To determine the finished height of the *ridge beam*, add the
Rise (**M**)
and the **Y** height. To
determine the **Y**
height, measure from the bird's mouth up the calculated slope
(**X**
in 12) to the top of the rafter. The top of the ridge beam =
**M** + **
Y.**

**Slope** - The slope of a roof is represented as X/12, where X is
the number of inches in **rise** for every 12 inches of
**run**. This is very useful information for many
purposes, especially for roof framing - the slope, sometimes called *
pitch*, is calibrated on speed squares.

**Angle** - The angle of a roof is the same as the roof's slope, except
instead of being represented as X/12, it is represented in degrees.
This is useful because sometime you may need to cut a bevel with your
circular saw that is not calibrated using roof pitch style - this
setting on circular saws is calibrated in degrees.
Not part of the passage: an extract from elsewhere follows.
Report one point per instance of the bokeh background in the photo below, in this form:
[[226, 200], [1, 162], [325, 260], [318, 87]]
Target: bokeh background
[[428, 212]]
**Rafter Length** - The rafter length results, from this calculator,
represents the length of line **L** on the diagram(s).
Note that this is not the *actual* length of the rafter. It is the length
of this portion of the rafter. If you plan to have overhang, etc.
the rafter member will be longer.

**Pitch** - Is the incline of the roof represented as the ratio of rise
to the span (twice the run). For example, if the roof rises 4 feet
and the span is 16 feet (twice the run), then the pitch is 4/16, or 1/4.

If you are calculating rafter length from the center of the ridge beam (as shown below), you will need to subtract half of the thickness of the ridge beam from the top end of the rafter. For example, if the ridge beam is 1.5 inches thick, subtract 3/4 of an inch from the overall rafter length.